We have shown in our study that school age children with NE demonstrated vigorous systemic innate immune response compared to children with normal development. Periventricular leukomalacia (PVL) or related inflammation events or both during the perinatal and postnatal period may have a programming effect, causing altered inflammatory responses in preterm children with CP (28). In their study they demonstrated that preterm school-age children with periventricular leukomalacia (PVL) induced (CP) had significantly higher levels of tumour necrosis factor (TNFα) and elevated TLR4 mRNA in peripheral blood mononuclear cells (PBMC’s), in comparison to preterm term school-age control group children.
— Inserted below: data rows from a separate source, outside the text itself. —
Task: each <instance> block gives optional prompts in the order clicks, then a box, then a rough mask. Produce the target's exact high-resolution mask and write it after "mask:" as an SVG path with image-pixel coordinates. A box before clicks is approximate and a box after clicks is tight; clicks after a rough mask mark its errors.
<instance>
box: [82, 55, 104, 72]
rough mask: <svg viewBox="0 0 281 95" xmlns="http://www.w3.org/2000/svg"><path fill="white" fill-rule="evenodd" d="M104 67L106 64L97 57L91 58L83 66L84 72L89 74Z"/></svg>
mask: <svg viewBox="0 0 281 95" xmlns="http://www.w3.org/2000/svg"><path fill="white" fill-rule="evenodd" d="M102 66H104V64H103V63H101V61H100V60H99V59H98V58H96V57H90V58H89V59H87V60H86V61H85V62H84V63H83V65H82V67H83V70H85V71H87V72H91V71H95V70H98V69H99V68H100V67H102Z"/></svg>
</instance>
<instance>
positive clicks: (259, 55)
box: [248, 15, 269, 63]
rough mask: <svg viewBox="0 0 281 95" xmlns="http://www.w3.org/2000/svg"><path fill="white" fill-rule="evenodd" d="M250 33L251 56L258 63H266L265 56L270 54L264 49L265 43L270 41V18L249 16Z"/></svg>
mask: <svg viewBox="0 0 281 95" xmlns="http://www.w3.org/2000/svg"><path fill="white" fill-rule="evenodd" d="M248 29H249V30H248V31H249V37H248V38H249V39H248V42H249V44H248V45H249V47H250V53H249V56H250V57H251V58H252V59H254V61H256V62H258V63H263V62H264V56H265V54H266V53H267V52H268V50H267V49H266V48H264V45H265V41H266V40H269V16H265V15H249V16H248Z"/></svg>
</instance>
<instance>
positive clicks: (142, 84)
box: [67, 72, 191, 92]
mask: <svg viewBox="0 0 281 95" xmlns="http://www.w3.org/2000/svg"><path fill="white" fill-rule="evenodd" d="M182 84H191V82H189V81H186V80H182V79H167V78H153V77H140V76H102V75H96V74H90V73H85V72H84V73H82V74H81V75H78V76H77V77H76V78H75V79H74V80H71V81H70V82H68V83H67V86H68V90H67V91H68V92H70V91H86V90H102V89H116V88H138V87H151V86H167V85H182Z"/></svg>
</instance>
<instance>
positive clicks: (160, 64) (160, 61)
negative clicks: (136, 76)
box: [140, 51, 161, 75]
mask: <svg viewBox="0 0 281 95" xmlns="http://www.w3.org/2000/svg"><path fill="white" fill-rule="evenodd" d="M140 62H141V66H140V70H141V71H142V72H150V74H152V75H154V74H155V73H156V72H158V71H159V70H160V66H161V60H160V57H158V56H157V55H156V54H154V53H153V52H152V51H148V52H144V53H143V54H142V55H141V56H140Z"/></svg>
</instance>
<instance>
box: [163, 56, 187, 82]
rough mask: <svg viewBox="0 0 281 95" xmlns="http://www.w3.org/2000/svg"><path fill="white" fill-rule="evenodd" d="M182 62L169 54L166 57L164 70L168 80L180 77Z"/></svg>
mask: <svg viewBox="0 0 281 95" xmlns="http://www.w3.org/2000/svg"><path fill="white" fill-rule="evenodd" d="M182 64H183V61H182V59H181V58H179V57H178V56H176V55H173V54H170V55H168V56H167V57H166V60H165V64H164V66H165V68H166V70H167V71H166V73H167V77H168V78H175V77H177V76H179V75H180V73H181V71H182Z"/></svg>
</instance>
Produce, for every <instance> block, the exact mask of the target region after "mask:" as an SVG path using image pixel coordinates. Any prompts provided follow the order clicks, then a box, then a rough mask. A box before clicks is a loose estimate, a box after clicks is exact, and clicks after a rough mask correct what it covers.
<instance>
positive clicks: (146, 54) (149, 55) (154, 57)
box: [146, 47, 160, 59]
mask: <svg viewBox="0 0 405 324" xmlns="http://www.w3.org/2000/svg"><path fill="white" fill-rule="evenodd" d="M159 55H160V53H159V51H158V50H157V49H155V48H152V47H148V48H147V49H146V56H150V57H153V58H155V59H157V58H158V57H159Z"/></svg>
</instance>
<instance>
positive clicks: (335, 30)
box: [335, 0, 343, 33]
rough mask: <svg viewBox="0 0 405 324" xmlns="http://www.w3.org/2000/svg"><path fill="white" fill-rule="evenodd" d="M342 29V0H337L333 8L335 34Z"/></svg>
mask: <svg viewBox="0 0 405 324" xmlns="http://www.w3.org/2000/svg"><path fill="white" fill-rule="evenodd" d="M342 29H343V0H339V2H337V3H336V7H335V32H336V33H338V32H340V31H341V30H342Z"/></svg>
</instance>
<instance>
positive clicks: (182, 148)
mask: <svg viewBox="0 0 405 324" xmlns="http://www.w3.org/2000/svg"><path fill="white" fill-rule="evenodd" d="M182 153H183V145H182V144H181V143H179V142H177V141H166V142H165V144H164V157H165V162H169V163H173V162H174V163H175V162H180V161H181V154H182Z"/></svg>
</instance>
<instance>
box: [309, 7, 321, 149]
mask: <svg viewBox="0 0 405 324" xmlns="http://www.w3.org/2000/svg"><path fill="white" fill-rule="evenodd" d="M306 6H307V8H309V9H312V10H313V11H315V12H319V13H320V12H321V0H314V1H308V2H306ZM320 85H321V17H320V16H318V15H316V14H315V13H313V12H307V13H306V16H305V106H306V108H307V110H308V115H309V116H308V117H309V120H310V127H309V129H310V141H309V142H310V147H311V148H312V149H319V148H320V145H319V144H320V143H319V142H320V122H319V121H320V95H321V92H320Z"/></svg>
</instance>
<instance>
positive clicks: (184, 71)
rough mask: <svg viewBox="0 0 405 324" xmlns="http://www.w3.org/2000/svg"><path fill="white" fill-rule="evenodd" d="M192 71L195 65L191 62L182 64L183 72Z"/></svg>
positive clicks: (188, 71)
Lipopolysaccharide (LPS) when introduced in vitro in healthy individuals not only induces the cascade of inflammatory pathways (29) but also initiates a transient refractory state, referred to as LPS hypo-responsiveness or LPS tolerance (30). This LPS tolerance state is associated with decreased capacity of whole blood and peripheral mononuclear cells to produce proinflammatory cytokines in response to LPS stimulation. Decreased levels of proinflammatory cytokines IL-6 and TNF-α in the serum and in the peripheral mononuclear cells (PBMC) supernatant are found in response to LPS stimulation in critically ill patients in ICU in comparison to healthy individuals (31). Similar results were seen in our study, the level of TNF-α rose with LPS stimulation to a lesser degree than in children with NE compared to age-matched controls. In addition, LPS hypo responsiveness was found in children with NE in cytokines IL-6 and TNF-β. Similarly, children in the TH group demonstrated decreased response to LPS in cytokines IL-6, IL-8, IL- 1α, Il-1β, TNF-α and VEGF, which correlated with severity of NE.
There are very few studies in the literature demonstrating the above finding in school age children with NE, we do find studies done in the neonatal period but not at school age. However further research studies and large randomised control trials are required to validate these findings.